Tuesday, July 24, 2007

EOG Keeps Filling The Tanks, Parshall Field, Mountrail Co.

EOG has completed the Patten 1-02H well, sec. 2, T.152, R.90, in Parshall Field as another impressive producer at 1487 bbls/day. This well is a slight southeast stepout to the other producers in the field that are off confidential status and it has produced 42k bbls in the three months up to and including May. In May, the Bartelson well produced about 11k bbls, and the Warberg well made about 10k bbls. Some of the newer wells still on confidential status are reportedly producing in excess of a steady 1k bbls day, including a Whiting O. & G. well about ten miles to the west.
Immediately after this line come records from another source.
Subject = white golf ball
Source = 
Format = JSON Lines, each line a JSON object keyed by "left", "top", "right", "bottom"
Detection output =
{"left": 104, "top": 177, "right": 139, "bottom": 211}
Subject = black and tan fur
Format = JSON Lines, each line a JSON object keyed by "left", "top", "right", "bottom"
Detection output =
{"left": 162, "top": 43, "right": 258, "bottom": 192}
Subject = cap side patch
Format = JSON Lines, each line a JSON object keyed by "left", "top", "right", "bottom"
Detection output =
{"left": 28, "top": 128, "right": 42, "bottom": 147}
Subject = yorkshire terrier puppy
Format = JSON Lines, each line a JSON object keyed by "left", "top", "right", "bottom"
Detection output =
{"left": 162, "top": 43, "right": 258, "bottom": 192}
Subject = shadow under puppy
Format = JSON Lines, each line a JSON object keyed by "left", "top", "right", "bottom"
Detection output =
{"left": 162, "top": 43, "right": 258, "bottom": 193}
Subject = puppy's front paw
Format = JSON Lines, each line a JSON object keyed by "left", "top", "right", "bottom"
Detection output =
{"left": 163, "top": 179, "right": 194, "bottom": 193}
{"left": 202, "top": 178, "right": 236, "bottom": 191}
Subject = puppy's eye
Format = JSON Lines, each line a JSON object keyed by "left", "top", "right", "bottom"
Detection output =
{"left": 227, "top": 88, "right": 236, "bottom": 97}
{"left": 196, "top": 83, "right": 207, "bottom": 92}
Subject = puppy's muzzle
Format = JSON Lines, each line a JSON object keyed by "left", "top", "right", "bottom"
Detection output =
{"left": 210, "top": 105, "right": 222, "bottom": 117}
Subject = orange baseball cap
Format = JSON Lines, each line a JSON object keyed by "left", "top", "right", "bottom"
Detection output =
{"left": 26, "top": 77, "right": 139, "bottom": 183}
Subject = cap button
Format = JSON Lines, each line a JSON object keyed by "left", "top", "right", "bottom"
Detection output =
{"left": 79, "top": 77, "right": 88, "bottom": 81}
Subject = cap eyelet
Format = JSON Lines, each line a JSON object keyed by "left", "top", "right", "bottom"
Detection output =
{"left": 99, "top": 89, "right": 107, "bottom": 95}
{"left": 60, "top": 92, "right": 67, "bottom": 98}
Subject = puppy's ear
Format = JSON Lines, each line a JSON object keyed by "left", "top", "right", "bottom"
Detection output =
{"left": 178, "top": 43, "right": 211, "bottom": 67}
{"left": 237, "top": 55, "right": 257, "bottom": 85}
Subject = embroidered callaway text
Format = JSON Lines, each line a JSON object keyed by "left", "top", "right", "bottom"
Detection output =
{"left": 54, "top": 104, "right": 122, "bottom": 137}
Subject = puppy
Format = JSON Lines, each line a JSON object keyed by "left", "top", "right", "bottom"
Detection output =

The best Bakken well in the state with reportable production, the Petro-Hunt USA 2B-3-1H well in Charlson Field, made just over 24k bbls for the month of May.

In the context of significance for the state oil industry, this find at Parshall Field appears to be on the scale not seen since the Lodgepole play in the Dickinson area in the early 90s, which had the industry in the entire country abuzz with the incredible production figures and reserves of those wells. Whether the geologic conditions involved in Parshall field include or extend beyond a township or two is the million dollar question, literally. Another area with some very impressive production figures still on confidential status is in the north Oakdale area of Dunn Co. Unfortunately, many of the Bakken wells outside of a few currently proven areas in other parts of the Bakken play appear to be marginally economic at best. I'm sure a few papers will be written about the Parshall field in the coming years that should shed some light on the interesting background information regarding its discovery and development.

6 comments:

Anonymous said...

One well still on tight hole is EOG's Ehlert 1-35H well, T153-R90, sec 35, reported 42,139 bbls sold for an unknown number of days in May. This well is directly west of the Parshall field opener. It looks like EOG is getting their laterals further out in length.

Teegue said...

It appears the earlier completed wells are choked way back due to flaring restrictions. Once a gas line is connected, the field production will probably triple.

Anonymous said...

Do you know if the gas line is now connected and, if so, when it was connected? Also, assuming the gas line is now connected, do you know if the production from EOG's wells and the other wells has increased significantly as you observed it would in late July?

Teegue said...

As of two months ago, the latest prod. figures available, the wells I checked still had no gas sales. I don't know where they are planning to sell the gas, as I believe the Tioga plant is at capacity and Whiting is planning to bring a plant on line this fall sometime. As for production, I believe the field is approaching about 200k bbls in Aug from about a dozen wells, so maybe there are no production restrictions in this field for flaring wells, and there won't be a bump in production once gas sales begin. I'm too lazy to look up the Parshall field order but normally, new wells can produce at an unrestricted rate while flaring for the first 30 days and then are reduced to 100 bbls/day until connected to a gas line.

Anonymous said...

Thanks.

Anonymous said...

Do you know if the new wells are producing from the carbonate/clastic section or in the actual upper or lower shales?